This is a post on the eye condition ‘wet’ macular degeneration (WMD), there will be about as much of the other sort of WMD as there were in Iraq. I was at a conference on mathematical biology a couple of weeks ago, and heard some great talks. One of the most inspiring was on what is called ‘wet’ macular degeneration. Before the talk started I did not even know what the macula was.
The macula is basically the part of the retina responsible for seeing the centre of our field-of-view where we see in detail (as opposed to peripheral vision which is done using other parts of the retina). The image above is taken looking into a healthy eye, the macula is the bit in the middle of this image. When people get macular degeneration the macula degenerates and their vision is greatly impaired. This, almost always, occurs in the elderly. There are two types, and ‘wet’ or neovascular macular degeneration is the less common but faster progressing form.

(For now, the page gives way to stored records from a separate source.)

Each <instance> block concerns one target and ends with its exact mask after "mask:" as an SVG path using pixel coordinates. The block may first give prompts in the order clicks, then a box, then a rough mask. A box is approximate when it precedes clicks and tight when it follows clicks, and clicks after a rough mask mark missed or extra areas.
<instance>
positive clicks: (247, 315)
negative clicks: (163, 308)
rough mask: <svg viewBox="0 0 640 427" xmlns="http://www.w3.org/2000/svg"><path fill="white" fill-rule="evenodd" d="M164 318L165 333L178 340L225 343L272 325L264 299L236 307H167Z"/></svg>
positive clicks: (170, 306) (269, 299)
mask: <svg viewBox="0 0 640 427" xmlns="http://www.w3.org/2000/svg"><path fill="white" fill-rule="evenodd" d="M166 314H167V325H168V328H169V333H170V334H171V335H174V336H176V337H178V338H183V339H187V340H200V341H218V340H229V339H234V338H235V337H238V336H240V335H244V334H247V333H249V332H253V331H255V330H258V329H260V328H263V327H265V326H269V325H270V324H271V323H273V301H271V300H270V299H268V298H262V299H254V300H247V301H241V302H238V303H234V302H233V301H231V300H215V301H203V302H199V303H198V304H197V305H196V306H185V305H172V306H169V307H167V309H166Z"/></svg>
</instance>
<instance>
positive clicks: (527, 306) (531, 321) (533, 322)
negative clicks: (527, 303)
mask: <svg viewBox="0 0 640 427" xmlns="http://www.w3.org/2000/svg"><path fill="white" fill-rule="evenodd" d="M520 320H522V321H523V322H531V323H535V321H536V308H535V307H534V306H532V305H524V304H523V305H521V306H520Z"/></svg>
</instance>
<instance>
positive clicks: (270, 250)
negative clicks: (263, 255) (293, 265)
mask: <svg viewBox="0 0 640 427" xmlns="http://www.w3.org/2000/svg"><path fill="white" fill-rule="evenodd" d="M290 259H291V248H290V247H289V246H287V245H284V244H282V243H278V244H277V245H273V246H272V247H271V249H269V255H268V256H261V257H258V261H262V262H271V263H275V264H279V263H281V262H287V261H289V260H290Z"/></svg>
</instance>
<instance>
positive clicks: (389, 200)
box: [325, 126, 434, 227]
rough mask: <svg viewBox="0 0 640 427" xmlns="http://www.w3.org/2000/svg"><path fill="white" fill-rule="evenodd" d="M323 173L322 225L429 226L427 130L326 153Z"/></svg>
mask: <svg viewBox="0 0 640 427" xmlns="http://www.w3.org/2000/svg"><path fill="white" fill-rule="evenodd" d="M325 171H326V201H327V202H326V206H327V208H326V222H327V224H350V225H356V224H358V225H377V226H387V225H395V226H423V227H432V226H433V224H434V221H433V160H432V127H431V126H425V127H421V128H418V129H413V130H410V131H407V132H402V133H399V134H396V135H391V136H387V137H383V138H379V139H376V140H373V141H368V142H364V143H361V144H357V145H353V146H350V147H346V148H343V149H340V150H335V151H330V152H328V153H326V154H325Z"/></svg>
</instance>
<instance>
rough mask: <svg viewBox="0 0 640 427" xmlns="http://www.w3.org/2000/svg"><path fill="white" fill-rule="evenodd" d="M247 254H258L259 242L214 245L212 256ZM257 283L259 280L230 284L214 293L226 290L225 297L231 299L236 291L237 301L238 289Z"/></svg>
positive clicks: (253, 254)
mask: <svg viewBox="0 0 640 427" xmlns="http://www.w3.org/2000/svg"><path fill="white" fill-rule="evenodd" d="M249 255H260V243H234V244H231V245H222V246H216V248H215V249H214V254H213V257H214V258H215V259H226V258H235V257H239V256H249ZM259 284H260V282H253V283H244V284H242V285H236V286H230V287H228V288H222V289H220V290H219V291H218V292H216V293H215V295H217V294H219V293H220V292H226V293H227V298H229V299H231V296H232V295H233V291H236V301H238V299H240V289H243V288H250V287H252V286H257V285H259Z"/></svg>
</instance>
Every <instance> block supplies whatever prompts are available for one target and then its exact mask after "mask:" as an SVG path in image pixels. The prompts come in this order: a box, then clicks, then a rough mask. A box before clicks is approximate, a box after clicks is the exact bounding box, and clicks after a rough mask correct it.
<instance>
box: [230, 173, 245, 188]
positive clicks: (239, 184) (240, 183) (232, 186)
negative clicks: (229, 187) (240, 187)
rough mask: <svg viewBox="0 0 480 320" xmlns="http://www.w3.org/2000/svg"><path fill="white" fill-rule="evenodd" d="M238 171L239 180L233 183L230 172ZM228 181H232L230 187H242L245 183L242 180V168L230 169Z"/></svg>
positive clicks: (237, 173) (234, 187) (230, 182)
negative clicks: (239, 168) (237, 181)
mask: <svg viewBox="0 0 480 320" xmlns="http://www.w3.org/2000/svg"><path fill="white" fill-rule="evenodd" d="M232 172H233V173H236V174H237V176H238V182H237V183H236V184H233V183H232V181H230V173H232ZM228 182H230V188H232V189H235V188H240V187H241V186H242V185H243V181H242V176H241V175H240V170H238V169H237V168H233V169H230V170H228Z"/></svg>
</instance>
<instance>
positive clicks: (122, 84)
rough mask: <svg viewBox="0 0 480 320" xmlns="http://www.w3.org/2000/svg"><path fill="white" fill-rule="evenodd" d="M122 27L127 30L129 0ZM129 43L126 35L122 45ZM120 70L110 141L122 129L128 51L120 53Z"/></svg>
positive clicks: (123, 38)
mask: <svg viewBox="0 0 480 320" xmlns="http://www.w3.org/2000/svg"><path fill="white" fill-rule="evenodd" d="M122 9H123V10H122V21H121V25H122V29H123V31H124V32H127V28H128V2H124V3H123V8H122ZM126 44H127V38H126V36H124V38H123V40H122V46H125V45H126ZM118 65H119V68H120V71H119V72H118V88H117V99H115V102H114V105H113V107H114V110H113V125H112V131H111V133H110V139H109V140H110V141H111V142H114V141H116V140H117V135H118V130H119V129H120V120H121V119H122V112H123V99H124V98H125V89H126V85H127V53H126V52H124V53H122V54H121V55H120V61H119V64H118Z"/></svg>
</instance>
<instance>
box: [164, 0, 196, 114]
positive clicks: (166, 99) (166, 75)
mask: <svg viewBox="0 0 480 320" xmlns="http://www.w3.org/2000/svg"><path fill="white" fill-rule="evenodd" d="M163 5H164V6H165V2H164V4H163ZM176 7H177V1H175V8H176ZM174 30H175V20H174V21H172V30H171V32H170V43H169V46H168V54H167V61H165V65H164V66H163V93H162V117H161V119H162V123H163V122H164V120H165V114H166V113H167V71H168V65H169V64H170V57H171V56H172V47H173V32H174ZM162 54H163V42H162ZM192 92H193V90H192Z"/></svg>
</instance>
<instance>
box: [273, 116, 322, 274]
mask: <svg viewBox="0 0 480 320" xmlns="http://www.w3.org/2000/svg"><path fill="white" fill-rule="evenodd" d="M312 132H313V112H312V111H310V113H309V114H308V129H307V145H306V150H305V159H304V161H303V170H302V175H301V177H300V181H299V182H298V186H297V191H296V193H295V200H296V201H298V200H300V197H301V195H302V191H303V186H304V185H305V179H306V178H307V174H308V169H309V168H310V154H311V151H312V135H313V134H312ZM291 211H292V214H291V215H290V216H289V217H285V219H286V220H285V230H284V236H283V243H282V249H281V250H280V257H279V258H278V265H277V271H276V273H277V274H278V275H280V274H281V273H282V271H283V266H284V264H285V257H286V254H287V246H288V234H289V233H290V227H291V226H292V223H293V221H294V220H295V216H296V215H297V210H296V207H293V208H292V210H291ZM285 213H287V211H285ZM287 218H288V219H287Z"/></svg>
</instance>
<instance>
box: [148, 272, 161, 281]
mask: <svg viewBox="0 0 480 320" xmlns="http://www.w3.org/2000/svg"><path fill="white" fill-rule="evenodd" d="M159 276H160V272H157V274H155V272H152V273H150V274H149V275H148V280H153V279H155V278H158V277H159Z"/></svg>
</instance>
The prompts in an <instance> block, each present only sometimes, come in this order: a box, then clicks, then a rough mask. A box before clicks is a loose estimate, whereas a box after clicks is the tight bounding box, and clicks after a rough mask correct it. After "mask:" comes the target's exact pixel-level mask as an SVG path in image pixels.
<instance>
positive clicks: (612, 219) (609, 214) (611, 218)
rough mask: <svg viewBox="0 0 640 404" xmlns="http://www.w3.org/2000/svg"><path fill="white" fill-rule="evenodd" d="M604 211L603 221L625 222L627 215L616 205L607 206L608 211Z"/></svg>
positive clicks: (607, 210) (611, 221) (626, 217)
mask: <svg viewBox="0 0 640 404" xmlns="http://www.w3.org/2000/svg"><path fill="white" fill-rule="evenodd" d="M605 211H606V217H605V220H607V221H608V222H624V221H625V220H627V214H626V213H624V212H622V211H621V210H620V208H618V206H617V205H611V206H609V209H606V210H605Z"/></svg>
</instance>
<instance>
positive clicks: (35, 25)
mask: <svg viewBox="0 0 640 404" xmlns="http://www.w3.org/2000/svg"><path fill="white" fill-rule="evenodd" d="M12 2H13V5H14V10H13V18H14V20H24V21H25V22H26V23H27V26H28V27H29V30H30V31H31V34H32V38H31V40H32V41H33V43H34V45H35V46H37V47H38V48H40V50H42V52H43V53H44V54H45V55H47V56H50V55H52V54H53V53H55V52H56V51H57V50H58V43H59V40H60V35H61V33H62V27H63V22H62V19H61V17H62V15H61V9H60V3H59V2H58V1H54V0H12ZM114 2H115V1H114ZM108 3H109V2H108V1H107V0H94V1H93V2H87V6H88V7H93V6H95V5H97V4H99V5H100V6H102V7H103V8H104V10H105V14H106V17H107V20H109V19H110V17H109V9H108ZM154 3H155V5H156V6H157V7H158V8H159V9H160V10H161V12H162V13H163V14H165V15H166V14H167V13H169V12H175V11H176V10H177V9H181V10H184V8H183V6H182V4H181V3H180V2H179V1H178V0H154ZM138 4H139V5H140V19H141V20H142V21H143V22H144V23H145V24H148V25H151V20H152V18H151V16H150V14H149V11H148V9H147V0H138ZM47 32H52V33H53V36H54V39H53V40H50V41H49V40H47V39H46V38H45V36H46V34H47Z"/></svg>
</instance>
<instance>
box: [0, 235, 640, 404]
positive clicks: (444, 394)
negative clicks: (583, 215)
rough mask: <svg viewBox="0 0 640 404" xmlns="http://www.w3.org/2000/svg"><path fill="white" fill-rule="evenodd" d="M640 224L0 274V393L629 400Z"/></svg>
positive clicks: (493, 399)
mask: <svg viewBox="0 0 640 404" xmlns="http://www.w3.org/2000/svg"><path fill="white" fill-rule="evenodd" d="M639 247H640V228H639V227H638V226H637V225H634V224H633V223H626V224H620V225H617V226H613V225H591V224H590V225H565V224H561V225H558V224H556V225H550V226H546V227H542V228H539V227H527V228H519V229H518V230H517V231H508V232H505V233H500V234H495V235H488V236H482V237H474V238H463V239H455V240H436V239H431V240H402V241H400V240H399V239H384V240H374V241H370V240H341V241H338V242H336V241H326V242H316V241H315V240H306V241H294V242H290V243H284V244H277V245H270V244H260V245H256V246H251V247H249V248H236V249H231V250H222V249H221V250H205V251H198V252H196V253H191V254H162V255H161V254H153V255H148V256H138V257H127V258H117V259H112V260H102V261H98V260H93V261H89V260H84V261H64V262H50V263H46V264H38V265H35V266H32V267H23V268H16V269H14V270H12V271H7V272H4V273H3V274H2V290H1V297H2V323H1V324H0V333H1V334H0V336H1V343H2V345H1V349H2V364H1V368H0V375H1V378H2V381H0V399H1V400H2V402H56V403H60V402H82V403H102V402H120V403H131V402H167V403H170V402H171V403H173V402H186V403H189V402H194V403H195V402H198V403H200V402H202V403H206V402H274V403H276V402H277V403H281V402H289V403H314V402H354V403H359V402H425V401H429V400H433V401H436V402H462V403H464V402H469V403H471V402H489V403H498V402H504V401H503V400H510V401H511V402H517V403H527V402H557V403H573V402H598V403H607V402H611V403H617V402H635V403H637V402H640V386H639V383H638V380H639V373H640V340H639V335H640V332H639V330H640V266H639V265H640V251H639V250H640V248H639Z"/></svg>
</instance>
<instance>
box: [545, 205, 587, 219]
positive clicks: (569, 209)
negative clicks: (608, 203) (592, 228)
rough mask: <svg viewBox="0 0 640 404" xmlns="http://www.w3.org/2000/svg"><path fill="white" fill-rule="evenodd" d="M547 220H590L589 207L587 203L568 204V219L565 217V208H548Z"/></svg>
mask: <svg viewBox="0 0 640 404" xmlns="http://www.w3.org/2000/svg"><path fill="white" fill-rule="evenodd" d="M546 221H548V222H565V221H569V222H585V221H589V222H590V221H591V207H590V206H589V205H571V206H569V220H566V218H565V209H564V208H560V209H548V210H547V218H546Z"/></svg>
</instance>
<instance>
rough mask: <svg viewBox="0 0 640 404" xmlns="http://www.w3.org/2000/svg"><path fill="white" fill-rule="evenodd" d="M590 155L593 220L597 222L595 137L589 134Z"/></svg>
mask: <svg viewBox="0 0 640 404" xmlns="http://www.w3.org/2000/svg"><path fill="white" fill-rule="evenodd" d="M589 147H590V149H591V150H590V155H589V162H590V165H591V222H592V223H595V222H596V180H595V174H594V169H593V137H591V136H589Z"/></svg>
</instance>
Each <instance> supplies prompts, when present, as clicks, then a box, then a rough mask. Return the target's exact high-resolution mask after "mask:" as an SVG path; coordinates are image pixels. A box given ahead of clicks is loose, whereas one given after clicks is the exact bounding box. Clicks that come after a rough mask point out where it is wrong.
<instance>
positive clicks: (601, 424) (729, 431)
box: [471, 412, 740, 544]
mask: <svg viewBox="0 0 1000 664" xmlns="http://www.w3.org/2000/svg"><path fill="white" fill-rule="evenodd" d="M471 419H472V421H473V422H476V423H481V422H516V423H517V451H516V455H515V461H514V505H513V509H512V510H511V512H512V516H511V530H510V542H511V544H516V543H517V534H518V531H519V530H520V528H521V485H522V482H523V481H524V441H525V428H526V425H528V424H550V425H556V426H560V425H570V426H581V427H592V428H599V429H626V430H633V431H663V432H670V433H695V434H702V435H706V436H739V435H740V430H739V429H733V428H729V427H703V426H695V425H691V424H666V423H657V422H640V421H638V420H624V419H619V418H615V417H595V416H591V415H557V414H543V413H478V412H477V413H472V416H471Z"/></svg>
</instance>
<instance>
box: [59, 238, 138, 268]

‘Wet’ is the common name but it is not very descriptive, the macular degeneration is caused by new (neo is from the Greek for young) growth of capillaries (vasculature), hence the rather more descriptive name neo-vascular macular degeneration. Basically, the retina has a layered structure, like a cheese cake, with the cells that detect the light on top, and the capillaries that supply the oxygen and nutrients that the light-detecting cells need, underneath.
The two layers are kept apart by a membrane: Bruch’s membrane. Now, like a lot of our body the macula, in particular the capillaries, are quite dynamic, throughout our life cells die, cells are born, and capillaries can re-route. That is fine, but the capillaries must keep below Bruch’s membrane and out of the top layer. If growing capillaries invade the layer of light-detecting cells they disrupt and damage it. This is exactly what happens in neovascular macular degeneration. The capillaries grow through Bruch’s membrane and these growing capillaries mess up the light-detecting layer, damaging vision.
I found it slightly surprising that a disease of ageing is caused by new capillary growth. But that is what happens. So, the talk by an American prof, James Glazier, put forward a new idea for what causes these capillaries to grow. This is that in the ageing eye the adhesion between cells in the macula weakens. This allows growing capillaries to push between the cells of the macula and disrupt vision.
Although we don’t usually think about it, our cells stick to each other, and that is crucial. If they did not stick together our bodies would fall apart into a big pile of about 100 trillion individual cells!
I don’t know if this idea is right, although the talk included some pretty convincing modelling that show that it could work. But I think it was good science, it has a good idea, one that is interesting, testable, and important (WMD is not curently curable). It may not be true, but if it is it could tell us how to treat quite a nasty condition.